Electronic Devices for Ultrasound Vibrometry

By:  Bijendra Aryal, Adip Karki, and Ravi Shrestha

Description:  The main objective of this project is to design devices to replace the commercial products for the existing ultrasound vibrometry system, which is a medical system that can be used to estimate the properties of tissues like viscosity and elasticity. These properties of tissues can be used by doctors to diagnose the diseases in the tissue. The ultrasound vibrometry system is an integration of various devices, most of it will be designed by us, and some of the commercial components will be used. The main goal would be to design the devices according to the specifications given to us and           integrate them to a single unit. The system will be able to vibrate the tissue and detect the vibration in the tissue. The detected vibration signals will be processed   to obtain the properties of tissue such as elasticity and viscosity.

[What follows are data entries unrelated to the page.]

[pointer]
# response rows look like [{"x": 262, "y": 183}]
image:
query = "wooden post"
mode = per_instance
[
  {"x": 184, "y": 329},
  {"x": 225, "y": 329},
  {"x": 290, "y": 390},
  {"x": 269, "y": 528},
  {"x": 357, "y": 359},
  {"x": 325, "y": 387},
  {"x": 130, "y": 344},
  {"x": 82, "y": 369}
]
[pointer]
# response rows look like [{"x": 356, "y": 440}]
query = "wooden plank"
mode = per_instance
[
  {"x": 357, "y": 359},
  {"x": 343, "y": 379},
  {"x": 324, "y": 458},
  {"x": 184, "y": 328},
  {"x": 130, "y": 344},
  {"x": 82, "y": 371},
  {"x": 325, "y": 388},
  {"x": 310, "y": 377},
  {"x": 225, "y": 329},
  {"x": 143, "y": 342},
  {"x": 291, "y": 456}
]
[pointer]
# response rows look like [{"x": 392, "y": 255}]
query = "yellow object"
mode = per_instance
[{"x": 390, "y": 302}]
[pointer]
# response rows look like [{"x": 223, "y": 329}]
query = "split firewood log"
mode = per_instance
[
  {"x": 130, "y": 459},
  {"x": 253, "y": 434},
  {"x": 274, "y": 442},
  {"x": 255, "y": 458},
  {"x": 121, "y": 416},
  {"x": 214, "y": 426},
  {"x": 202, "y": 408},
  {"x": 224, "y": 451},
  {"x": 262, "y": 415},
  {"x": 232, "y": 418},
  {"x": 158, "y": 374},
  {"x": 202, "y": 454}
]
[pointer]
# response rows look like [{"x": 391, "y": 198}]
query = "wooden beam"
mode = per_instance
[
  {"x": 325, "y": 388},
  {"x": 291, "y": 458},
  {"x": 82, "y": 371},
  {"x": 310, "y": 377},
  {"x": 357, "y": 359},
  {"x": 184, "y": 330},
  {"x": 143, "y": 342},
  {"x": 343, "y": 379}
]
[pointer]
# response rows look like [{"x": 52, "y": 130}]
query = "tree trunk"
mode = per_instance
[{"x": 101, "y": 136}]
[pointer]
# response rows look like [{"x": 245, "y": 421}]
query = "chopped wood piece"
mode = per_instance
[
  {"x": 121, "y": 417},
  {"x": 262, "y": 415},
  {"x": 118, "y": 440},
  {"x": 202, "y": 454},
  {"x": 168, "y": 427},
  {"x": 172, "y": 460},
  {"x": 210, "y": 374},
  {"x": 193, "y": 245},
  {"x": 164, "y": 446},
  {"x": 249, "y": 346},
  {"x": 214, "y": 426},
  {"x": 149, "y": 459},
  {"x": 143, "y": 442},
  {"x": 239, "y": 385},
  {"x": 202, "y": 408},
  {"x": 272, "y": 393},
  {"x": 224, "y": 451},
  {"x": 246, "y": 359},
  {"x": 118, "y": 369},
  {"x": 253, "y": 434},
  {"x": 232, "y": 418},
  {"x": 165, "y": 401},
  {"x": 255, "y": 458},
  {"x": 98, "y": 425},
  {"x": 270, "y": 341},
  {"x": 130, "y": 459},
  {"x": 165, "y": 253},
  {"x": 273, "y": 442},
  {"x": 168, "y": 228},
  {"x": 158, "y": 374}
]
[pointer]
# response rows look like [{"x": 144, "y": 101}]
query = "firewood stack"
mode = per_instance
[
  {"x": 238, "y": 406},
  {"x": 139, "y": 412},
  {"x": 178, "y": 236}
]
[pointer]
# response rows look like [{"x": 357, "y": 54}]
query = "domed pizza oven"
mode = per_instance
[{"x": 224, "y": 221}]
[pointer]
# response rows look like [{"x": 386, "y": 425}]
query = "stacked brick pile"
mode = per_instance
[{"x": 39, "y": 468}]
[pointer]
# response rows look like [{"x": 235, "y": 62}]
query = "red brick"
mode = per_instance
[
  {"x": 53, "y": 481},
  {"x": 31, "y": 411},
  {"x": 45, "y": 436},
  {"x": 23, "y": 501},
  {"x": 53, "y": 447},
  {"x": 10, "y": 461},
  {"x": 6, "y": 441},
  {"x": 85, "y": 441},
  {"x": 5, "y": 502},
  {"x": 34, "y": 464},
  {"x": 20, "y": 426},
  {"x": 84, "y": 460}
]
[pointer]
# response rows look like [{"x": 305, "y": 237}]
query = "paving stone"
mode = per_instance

The Precise Semiconductor Measurement System

By: Andrew Vall, Huey Lee, and Martin Weygand

Description:  The goal of this project is to develop a test system for solid state device voltage current relationships, which he/she can use to gain better        understanding of the device.  This project consists of a way to measure currents with pico-ampere precision, a way of controlling the measurement procedure, and a way of getting these results into the computer. Some of the objectives of this project are as follows. The system must be extendable to future semiconductor research, meaning it must be modular. If a new method of current measurement is devised, future researchers should have a means of implementing it with the present system. 

Myoelectric Prosthesis

By: Christopher Neilson, Muhammad Usman Mirza, Garrett DeZeeuw

Description: The goal of the electromyographic (EMG) prosthesis is to model the movement and behavior of a human arm and hand in a simplified manner. The prosthesis moves in three independent degrees of motion: rotation about the elbow, rotation about the wrist (pronation/supination) and rotation about the hand (gripping).  The prosthesis is controlled entirely by electromyographic signals. These are the electrical impulses generated when muscle fibers are activated. By using disposable surface-mount electrodes, signals from below the skin can be detected and amplified. These signals are then used to govern the movements of the mechanical prostheseis.  The main source of converting electrical energy to mechanical energy within this project is nitinol. Nitinol is a material that is and alloy 50%  nickel and 50% titanium which undergoes crystal changes due to temperature induced phase chase change. Electrical energy heats the nitinol, which contracts up to 5% due to the phase change. This phase-change induced contraction is then amplified via mechanical advantage of the necessary magnitude in the prosthesis.

Formula-Hybrid Competition Electrical Engineering Design

By: Brent Swanson

Description: Hybrid vehicles including buses, cars, trains and SUVs have become and important part of modern society. With the recent concerns of global warming, hybrid vehicles have gained popularity not only in the technological industry but also the general public. Government support is also being extended to all constituents of hybrid vehicles from the manufacturers to the consumer. For these reasons we foresee hybrid vehicles becoming far more important in the future than they are today. This report will explain the drive-train system used in our hybrid vehicle along with the on-board charging and control systems.